A complete issue · 16 pages · 1882
Judge — November 18, 1882
# "A Lunatic by Law" - The Judge, November 18, 1882 This cartoon satirizes the legal process for declaring someone mentally incompetent. Two physicians examine a bearded man labeled "BY ORDER OF COURT," while a sign reads "SNATCHED FROM STREET: EXPERTS IN LUNACY ASYLUMS FILLED TO ORDER." The satire targets the ease with which people could be institutionalized in 1882 asylums—suggesting physicians would rubber-stamp insanity diagnoses regardless of actual mental condition. The "undoubtedly" response implies automatic agreement between doctors, mocking the lack of genuine medical scrutiny. The sign's reference to asylums being "filled to order" suggests financial incentives drove institutionalizations, making the legal/medical system corrupt. The cartoon criticizes how vulnerable citizens could be arbitrarily committed through collusion between courts and doctors seeking profit.
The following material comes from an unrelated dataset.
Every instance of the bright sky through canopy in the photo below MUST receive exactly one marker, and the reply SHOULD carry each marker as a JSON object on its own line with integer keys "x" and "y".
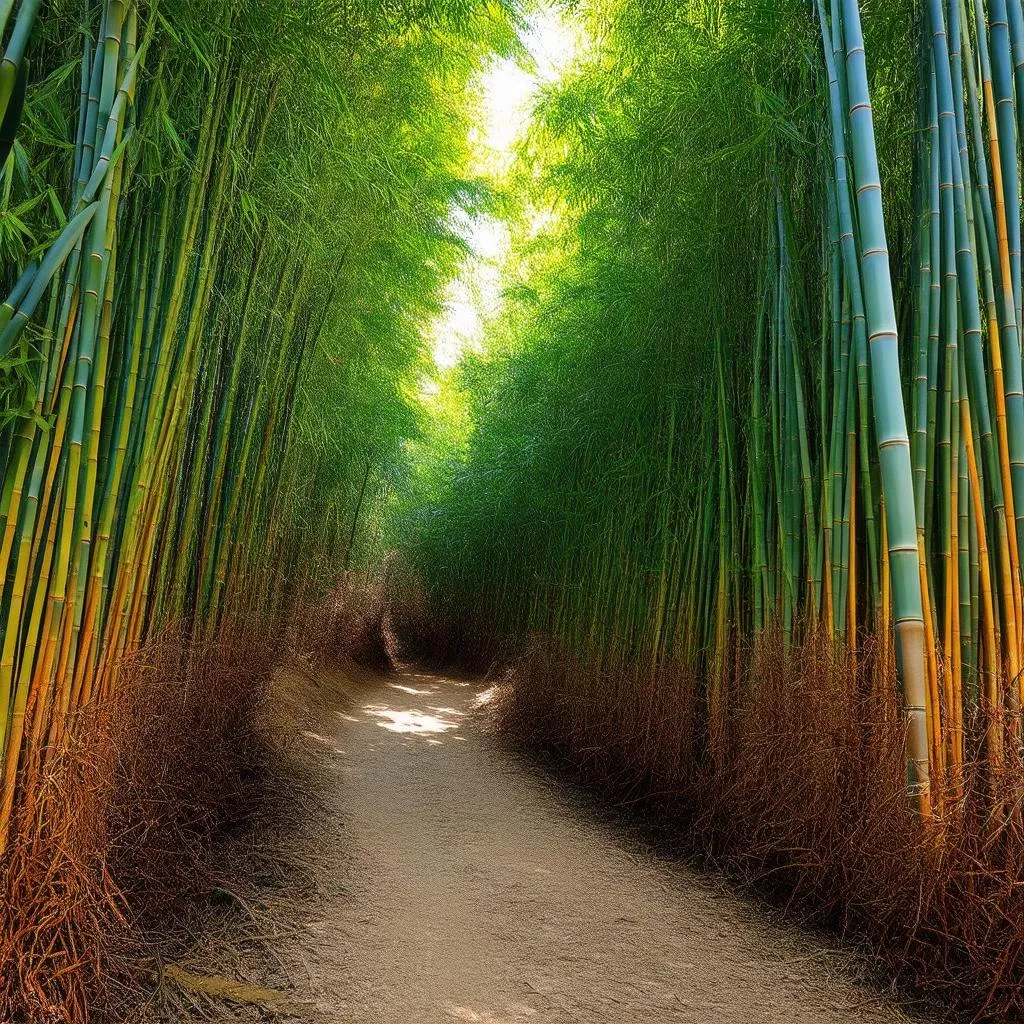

# Explaining This Page from Judge Magazine This page contains two main pieces of political satire: **"How Lunatics are Made"** criticizes New York's commitment procedures. The piece argues the system is dangerously flawed: wealthy men with insane relatives can be institutionalized by just two obscure physicians, losing liberty without jury protection—while actual murderers receive better legal safeguards. The satire suggests this enables scheming relatives to steal property from mentally sound gentlemen. **"Mr. Folger"** mocks Republican Judge Charles J. Folger's failed political trajectory. Months earlier, Republicans hoped he'd become President. Though initially respected as a lawyer and judge, his elevation made party factions (Stalwarts, Half-breeds, and Conkling's faction) view him with suspicion. He received no real political support—even Arthur and Platt abandoned him. The satire ridicules how quickly political fortunes reversed and how apathy surrounded his rise and fall. Both pieces lampoon institutional failure and political fickleness in Gilded Age America.